Can you change your fate—and the fate of those you love—if you return to the past? Journey to 1939 Harlem in this time-travel adventure with an inspiring message about believing in yourself.
Eleven-year-old Ailey Benjamin Lane can dance—so he’s certain that he’ll land the role of the Scarecrow in his school’s production of The Wiz. Unfortunately, a talented classmate and a serious attack of nerves derail his audition: he just stands there, frozen. Deflated and defeated, Ailey confides in his Grampa that he’s ready to quit. But Grampa believes in Ailey, and, to encourage him, shares a childhood story. As a boy, Grampa dreamed of becoming a tap dancer; he was so good that the Hollywood star and unofficial Mayor of Harlem, Bill “Bojangles” Robinson, even gave him a special pair of tap shoes. Curious, Ailey tries on the shoes . . . and instantly finds himself transported to 1930s Harlem. There he meets a young street tapper and realizes that it’s his own grandfather! Can Ailey help the 12-year-old version of Grampa face his fears? And, if Ailey changes the past, will he still be able to get home again? Featuring an all-African-American cast of characters, and infused with references to black culture and history, this work of magical realism is sure to captivate and inspire readers.
Out April 2020
I received this book in exchange for my honest review.
The 1930s were not a great time for African Americans. Because of the Great Depression, jobs were scarce for whites and almost impossible to find for African Americans. The south was worse. Most African American dancers, honed their craft on the streets, dancing for change to survive. The biggest form of dance was eccentric tap which was athletic and accompanied by contortion and rubber leg movements or other movements like high kicking. A lot of the dance involved elements of comedy too.
Its origins in the USA were through the fusion of many ethnic styles that included Scottish, Irish, English, and African tribal dances. Cutting contests were common in the Five Points District in New York City. Henry Lane and Master Juba’s challenge is one of the very known firsts. As more and more mastery of techniques occurred, tap became more recognized and seen in the primary showcase of the time–minstrel shows (1850 to 1870).
From that time on, more styles entered the mix, including: buck tapping, soft-shoe and buck and wing dancing. The tap as we know today didn’t come into play until the 1920s. This is when pennies, screws and taps were screwed onto the toe and heels of shoes to make better sounds. Harland Dixon and Jimmy Doyle were well-known for the buck and wing style of dancing during this time. Many other emerging dancers influenced music and dance over the next several decades.
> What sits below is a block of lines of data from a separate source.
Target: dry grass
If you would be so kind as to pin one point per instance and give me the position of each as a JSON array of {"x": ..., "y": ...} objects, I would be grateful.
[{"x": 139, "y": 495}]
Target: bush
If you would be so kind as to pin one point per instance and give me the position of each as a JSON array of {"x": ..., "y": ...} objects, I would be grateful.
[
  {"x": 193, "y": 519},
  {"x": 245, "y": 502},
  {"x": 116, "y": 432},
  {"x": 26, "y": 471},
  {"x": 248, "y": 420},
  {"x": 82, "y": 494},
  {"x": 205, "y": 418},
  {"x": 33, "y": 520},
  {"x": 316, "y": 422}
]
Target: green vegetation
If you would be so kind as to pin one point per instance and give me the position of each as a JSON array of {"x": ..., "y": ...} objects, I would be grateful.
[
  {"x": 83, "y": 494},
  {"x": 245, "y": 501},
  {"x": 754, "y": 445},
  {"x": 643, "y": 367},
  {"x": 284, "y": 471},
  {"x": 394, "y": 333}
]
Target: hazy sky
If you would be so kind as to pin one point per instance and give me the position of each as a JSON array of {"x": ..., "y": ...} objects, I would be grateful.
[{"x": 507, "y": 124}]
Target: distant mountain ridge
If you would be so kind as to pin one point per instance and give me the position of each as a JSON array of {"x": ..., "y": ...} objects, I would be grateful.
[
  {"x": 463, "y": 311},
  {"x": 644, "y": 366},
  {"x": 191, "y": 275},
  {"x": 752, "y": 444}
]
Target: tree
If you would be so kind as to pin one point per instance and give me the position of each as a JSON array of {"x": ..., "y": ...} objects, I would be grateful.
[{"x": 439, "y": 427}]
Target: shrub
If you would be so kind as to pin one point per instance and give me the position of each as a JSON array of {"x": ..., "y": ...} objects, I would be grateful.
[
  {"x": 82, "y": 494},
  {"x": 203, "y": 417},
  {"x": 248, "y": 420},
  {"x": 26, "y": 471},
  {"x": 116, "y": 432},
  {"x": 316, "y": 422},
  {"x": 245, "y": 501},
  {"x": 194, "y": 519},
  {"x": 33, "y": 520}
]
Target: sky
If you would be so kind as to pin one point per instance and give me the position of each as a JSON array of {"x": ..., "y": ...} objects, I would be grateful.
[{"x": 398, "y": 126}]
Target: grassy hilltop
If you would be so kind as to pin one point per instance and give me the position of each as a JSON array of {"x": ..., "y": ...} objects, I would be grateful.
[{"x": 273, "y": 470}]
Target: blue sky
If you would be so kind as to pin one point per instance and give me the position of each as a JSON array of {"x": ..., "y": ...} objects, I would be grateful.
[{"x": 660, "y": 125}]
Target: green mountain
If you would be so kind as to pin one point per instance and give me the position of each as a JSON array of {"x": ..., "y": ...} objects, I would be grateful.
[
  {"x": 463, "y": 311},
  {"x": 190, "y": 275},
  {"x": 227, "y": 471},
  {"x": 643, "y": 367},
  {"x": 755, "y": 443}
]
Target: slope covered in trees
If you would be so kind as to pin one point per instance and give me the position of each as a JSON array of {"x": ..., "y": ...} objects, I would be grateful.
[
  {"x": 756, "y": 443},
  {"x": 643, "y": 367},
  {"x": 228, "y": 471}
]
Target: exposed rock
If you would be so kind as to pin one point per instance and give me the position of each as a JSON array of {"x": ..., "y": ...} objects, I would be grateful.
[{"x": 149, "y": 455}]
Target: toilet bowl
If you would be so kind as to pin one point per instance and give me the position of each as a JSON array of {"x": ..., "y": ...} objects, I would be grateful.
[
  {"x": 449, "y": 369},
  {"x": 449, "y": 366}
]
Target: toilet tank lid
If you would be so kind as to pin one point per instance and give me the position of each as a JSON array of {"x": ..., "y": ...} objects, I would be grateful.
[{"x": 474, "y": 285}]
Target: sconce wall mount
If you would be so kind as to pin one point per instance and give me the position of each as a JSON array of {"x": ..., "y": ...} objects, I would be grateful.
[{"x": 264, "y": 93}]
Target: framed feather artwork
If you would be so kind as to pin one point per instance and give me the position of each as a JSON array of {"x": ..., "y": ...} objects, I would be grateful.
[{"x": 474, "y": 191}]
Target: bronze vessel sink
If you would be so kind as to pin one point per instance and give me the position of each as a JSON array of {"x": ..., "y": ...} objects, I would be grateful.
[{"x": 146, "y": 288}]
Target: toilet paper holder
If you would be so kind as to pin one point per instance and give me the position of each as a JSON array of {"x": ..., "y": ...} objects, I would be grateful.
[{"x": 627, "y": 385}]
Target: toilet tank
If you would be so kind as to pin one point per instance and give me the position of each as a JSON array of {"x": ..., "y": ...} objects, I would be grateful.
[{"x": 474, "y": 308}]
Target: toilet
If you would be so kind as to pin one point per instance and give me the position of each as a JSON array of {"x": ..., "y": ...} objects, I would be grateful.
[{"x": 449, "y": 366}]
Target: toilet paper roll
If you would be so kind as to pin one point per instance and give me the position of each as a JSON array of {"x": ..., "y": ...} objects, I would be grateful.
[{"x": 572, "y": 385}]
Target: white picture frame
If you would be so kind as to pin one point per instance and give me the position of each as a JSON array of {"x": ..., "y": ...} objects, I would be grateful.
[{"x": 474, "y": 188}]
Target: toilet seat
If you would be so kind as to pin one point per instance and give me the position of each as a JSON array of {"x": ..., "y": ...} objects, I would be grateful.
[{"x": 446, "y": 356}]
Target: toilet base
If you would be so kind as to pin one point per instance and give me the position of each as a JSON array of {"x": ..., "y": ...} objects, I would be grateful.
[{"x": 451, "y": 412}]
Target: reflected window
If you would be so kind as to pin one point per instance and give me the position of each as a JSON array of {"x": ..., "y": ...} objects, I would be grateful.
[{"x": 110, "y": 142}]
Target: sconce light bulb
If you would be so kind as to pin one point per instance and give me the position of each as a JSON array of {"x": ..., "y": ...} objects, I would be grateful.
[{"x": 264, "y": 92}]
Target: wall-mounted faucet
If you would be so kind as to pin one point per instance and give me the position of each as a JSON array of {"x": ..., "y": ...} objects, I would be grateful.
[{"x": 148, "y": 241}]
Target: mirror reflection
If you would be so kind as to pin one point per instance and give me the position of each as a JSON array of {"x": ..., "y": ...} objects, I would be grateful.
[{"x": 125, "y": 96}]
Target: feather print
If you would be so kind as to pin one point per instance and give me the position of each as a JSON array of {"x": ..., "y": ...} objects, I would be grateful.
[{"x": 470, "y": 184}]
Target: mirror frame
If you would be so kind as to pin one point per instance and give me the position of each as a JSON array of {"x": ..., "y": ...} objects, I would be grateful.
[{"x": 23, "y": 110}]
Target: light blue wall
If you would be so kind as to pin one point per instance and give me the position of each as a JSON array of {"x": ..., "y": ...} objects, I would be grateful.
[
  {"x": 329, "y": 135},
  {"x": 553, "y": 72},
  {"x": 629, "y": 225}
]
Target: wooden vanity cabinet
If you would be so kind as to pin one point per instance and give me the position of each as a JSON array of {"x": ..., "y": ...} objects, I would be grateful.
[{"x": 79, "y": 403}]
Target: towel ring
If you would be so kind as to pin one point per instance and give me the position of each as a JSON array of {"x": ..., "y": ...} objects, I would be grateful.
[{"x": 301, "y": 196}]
I loved how most of the characters were named after a famous and influential dancer of the 1930s and the use of time travel to educate readers about them. The further use of accurate historical facts throughout, built the story’s creditability and added to my liking of the author’s ingenuity and creativity. Very effective and affective. Put that together with a fantastic writing style and pleasant author’s voice… I was greatly entertained. I can see this book in school libraries as an educational tool.